I'm using those 2 pieces of code from http://wiki.python.org/moin/UdpCommunication
The server:
import socket
UDP_IP="127.0.0.1"
UDP_PORT=5005
sock = socket.socket( socket.AF_INET, # Internet
socket.SOCK_DGRAM ) # UDP
sock.bind( (UDP_IP,UDP_PORT) )
while True:
开发者_Go百科data, addr = sock.recvfrom( 1024 ) # buffer size is 1024 bytes
print "received message:", data,"from", addr
The client:
import socket
UDP_IP="127.0.0.1"
UDP_PORT=5005
MESSAGE="Hello, World!"
print "UDP target IP:", UDP_IP
print "UDP target port:", UDP_PORT
print "message:", MESSAGE
sock = socket.socket( socket.AF_INET, # Internet
socket.SOCK_DGRAM ) # UDP
sock.sendto( MESSAGE, (UDP_IP, UDP_PORT) )
In the server, I modified the last line:
print "received message:", data,"from", addr
so it prints the address that the message was sent from. On my macbook the port seems to be some random number between 40000 or 65000 (i'm just sure it seems random).

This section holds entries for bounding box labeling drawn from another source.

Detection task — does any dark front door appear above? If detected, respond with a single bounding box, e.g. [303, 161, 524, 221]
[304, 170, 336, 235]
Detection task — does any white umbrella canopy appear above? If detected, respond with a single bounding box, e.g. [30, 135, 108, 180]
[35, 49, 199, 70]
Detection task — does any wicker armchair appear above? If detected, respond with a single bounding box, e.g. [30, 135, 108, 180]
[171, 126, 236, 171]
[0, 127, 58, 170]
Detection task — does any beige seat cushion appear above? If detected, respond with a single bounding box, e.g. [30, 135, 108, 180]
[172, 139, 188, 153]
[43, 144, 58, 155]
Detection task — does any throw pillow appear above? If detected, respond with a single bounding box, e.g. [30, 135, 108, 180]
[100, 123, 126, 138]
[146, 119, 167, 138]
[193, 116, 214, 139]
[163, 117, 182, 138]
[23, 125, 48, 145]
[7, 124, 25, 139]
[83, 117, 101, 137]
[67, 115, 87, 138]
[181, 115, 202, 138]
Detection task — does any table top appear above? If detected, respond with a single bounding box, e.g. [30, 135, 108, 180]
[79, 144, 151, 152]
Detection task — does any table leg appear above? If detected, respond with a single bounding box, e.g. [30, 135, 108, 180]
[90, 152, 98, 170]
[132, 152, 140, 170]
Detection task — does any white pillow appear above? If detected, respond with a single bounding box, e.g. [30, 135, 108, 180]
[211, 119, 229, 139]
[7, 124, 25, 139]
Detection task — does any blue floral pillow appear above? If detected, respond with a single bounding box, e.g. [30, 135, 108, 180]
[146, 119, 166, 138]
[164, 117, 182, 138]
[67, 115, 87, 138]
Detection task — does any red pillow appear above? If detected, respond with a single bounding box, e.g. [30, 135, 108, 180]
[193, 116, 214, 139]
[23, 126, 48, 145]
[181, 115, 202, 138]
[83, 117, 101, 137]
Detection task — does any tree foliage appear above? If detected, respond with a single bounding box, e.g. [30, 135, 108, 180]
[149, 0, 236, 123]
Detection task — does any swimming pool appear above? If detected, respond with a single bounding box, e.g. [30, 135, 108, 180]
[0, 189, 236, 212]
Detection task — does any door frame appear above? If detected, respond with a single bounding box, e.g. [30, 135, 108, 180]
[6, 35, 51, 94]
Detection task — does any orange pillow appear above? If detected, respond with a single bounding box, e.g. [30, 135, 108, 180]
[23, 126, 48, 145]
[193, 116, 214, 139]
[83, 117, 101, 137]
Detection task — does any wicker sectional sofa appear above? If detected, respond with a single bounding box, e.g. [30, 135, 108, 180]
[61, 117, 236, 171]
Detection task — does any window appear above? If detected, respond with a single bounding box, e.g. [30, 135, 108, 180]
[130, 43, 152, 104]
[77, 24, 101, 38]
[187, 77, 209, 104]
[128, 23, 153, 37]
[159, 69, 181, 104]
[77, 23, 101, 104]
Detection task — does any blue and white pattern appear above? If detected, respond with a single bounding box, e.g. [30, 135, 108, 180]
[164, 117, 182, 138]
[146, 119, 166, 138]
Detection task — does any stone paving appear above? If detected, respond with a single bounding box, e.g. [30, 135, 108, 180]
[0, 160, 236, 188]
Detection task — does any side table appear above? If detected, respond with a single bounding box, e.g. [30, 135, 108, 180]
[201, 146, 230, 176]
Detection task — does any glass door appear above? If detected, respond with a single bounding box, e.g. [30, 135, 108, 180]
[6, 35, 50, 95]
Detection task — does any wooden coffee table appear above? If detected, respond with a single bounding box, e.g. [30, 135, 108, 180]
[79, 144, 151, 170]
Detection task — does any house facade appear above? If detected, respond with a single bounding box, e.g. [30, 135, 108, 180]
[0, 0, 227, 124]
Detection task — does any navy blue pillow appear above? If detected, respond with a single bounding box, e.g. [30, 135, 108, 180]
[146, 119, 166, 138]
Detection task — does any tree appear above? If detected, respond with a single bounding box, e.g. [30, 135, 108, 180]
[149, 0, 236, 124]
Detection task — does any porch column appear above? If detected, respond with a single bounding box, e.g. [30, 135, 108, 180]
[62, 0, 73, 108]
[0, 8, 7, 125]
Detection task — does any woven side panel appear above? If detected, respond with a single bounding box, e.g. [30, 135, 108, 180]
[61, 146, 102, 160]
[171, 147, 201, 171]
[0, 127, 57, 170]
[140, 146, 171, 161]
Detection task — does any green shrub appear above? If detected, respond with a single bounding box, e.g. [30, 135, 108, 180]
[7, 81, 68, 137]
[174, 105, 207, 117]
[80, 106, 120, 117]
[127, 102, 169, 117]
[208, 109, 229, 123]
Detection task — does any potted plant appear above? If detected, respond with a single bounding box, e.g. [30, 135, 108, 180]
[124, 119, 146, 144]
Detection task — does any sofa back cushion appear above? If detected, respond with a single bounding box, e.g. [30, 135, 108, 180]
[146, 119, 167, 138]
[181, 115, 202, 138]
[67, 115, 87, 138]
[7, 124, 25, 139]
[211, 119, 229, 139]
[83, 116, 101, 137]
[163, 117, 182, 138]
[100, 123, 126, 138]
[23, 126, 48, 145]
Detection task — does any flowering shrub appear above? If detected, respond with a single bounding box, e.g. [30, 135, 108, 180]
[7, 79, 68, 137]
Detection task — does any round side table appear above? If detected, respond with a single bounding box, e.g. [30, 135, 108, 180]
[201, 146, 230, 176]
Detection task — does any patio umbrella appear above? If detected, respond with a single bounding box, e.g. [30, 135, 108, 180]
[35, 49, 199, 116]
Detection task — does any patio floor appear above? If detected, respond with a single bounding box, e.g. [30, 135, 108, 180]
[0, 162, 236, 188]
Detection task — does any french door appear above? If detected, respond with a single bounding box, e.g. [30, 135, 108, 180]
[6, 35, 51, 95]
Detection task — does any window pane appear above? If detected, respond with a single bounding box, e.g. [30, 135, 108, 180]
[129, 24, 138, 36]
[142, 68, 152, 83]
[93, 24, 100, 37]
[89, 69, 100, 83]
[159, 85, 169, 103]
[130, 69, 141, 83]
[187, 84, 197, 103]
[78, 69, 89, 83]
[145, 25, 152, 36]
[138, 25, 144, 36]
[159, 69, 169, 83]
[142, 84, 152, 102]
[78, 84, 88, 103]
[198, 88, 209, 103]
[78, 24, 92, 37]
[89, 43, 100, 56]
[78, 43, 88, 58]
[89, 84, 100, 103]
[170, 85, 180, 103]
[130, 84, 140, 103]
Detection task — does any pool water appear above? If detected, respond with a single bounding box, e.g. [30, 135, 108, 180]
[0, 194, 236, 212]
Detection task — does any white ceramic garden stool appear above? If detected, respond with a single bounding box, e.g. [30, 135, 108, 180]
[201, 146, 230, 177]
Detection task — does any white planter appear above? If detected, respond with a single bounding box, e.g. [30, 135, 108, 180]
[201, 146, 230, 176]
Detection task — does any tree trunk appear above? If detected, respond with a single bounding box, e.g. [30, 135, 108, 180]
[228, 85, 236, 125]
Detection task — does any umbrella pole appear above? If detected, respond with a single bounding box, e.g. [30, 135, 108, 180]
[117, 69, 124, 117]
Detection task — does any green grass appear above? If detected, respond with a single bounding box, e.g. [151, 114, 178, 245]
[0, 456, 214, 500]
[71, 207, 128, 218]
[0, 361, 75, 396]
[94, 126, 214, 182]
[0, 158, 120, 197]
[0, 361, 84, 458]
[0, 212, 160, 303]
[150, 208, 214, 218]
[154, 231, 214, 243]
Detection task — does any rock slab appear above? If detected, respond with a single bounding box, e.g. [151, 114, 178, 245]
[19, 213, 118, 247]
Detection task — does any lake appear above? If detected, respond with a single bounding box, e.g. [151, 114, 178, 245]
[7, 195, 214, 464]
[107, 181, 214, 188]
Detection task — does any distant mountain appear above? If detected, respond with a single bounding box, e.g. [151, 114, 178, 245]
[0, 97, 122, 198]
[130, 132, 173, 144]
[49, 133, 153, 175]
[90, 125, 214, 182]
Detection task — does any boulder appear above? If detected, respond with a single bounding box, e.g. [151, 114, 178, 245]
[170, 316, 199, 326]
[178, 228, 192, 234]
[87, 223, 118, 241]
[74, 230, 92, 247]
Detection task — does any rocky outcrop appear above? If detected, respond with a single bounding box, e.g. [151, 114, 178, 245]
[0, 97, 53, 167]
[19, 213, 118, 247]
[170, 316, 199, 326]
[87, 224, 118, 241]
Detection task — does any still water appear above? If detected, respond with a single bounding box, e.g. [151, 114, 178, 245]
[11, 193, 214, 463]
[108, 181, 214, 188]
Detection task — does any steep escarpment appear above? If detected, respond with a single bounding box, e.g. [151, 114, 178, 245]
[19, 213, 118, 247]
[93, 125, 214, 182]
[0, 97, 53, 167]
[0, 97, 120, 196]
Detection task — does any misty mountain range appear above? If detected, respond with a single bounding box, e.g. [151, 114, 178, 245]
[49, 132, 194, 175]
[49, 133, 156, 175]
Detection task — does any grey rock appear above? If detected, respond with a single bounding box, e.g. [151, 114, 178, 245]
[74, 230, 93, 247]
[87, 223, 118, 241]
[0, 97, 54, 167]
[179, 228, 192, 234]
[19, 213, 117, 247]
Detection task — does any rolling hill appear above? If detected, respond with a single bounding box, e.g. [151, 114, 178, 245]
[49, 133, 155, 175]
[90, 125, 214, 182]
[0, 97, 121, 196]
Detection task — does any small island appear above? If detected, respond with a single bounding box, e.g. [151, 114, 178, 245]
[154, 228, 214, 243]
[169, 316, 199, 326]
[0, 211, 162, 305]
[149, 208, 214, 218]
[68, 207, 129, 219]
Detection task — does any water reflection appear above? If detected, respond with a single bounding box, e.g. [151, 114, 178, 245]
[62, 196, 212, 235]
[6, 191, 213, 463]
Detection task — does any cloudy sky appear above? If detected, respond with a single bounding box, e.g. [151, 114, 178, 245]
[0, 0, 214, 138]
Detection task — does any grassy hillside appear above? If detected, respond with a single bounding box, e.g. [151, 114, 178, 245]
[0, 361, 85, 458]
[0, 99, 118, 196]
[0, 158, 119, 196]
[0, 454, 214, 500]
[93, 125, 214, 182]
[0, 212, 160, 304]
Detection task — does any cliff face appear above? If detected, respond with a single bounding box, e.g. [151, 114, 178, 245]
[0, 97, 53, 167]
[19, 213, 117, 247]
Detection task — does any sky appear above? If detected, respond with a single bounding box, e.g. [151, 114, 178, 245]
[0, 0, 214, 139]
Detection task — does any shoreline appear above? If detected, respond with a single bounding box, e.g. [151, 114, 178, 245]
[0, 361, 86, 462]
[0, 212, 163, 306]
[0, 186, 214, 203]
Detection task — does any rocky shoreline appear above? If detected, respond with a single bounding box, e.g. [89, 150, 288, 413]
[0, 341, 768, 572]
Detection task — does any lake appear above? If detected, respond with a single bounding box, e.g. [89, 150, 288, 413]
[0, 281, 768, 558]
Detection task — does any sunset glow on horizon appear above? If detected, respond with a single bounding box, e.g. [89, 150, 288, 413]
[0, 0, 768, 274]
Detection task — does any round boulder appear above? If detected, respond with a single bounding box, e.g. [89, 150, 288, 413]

Any idea what this could be ?
It's an ephemeral port used by the client to send data to the server.
It definitely is the port. You can verify it on the sender side with print sock.getsockname()
.
You can as well set it deliberately with e. g. sock.bind(('', 54312))
before the sock.sendto()
line.
This could be useful in context where software checks the port range of the sender: Ports 0..1023 are privileged ports - under many OSes only root
is allowed to bind to these ports.
However, in the very most cases there is no point in changing it, so it mostly is better to leave it set the way it is.
This port has the meaning to be the 4th element of the tuple identifying a connection or counterpart of a connection. The tuple is (source_ip, source_port, destination_ip, destination_port).